To build their model the researchers made four critical assumptions, descriptions of which I have copied from an unpublished piece Donella Meadows wrote about the modeling work:
· Growth is inherent to the present human value system, and growth of both the population and the economy, when it does occur, is exponential.
· There are physical limits to the planetary sources of materials and energy that sustain the human population and economy, and there are limits to the planetary sinks that absorb the waste products of human activity.
· The growing population and economy receive signals about physical limits that are distorted and delayed. The human response to those signals is also delayed.
· The planetary limits are not only finite, but erodable when they are overstressed or overused.
These four assumptions are enough to produce, in the simulated computer “world,” the same patterns of behavior that we see in our real world, patterns to which we tend to gives labels such as climate change, or Gulf Hypoxia, or fishery crashes.

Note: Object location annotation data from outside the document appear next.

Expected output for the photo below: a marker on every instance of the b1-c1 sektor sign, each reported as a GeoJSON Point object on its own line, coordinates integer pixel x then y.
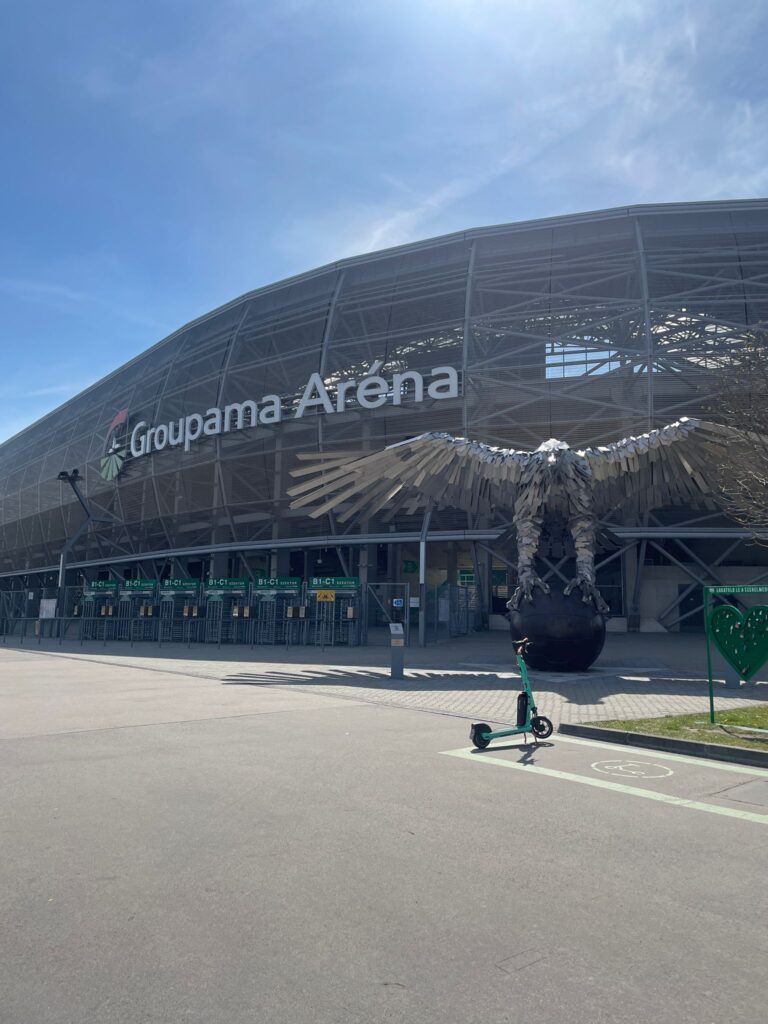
{"type": "Point", "coordinates": [371, 391]}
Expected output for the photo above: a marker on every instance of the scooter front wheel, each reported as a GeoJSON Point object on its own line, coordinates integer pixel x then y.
{"type": "Point", "coordinates": [541, 727]}
{"type": "Point", "coordinates": [477, 735]}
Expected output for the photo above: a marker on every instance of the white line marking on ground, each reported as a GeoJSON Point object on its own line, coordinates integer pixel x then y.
{"type": "Point", "coordinates": [648, 752]}
{"type": "Point", "coordinates": [632, 769]}
{"type": "Point", "coordinates": [601, 783]}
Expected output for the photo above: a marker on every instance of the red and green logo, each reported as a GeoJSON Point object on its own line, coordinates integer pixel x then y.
{"type": "Point", "coordinates": [116, 451]}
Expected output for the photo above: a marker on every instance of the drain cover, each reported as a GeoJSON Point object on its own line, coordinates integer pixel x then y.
{"type": "Point", "coordinates": [750, 793]}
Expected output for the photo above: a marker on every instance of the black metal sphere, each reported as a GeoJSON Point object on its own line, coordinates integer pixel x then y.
{"type": "Point", "coordinates": [566, 633]}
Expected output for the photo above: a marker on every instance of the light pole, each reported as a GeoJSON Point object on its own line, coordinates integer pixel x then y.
{"type": "Point", "coordinates": [73, 479]}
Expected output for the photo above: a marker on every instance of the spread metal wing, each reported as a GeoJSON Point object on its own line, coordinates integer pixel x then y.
{"type": "Point", "coordinates": [449, 470]}
{"type": "Point", "coordinates": [670, 466]}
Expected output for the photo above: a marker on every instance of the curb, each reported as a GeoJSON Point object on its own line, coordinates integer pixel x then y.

In the model runs presented in the book (which are updated from the 1970s version), without anyone “intending it,” the growing population and economy drain down resources and produce wastes at a growing rate. Because the consequences of these falling resources and rising wastes don’t immediately influence the growth rate of the population/economy system, that system continues to grow and “overshoots” the limit, just as has happened for C02 in the atmosphere, nitrogen in the Gulf of Mexico, cod fishing in Georgia’s Bank, and dozens of other examples.
The authors report on what it takes in their simulated world to recover from overshoot and avoid collapse – a combination of constraints on growth and adoption of more efficient technologies, and they suggest the kinds of work this will require in the real world, including:
· Extend the planning horizon
· Improve the signals
· Speed up response time
· Minimize the use of non-renewable resources
· Prevent the erosion of renewable resources
· Use all resources with maximum efficiency
· Slow and eventually stop exponential growth of population and physical capital.
There’s much more in the book of course – useful data and clear graphics, and, in the final chapter, thoughts about the attitude and skills it will take to pull off the work of easing down below the limits. These features are reason enough to read the book, but there is another, more important reason, as well.
For the thirty years that this book and others with similar messages have been in existence the world’s leaders have been slow to acknowledge limits to growth and slow to take action based on those limits. That puts the burden of learning from Limits to Growth back on the rest of us. If the idea that we have overshot the limits and must now ease down from them fits with your experience of the world, then read the book, take from it what you can, and put it to use, in your life, your conversations, and your strategizing for the future.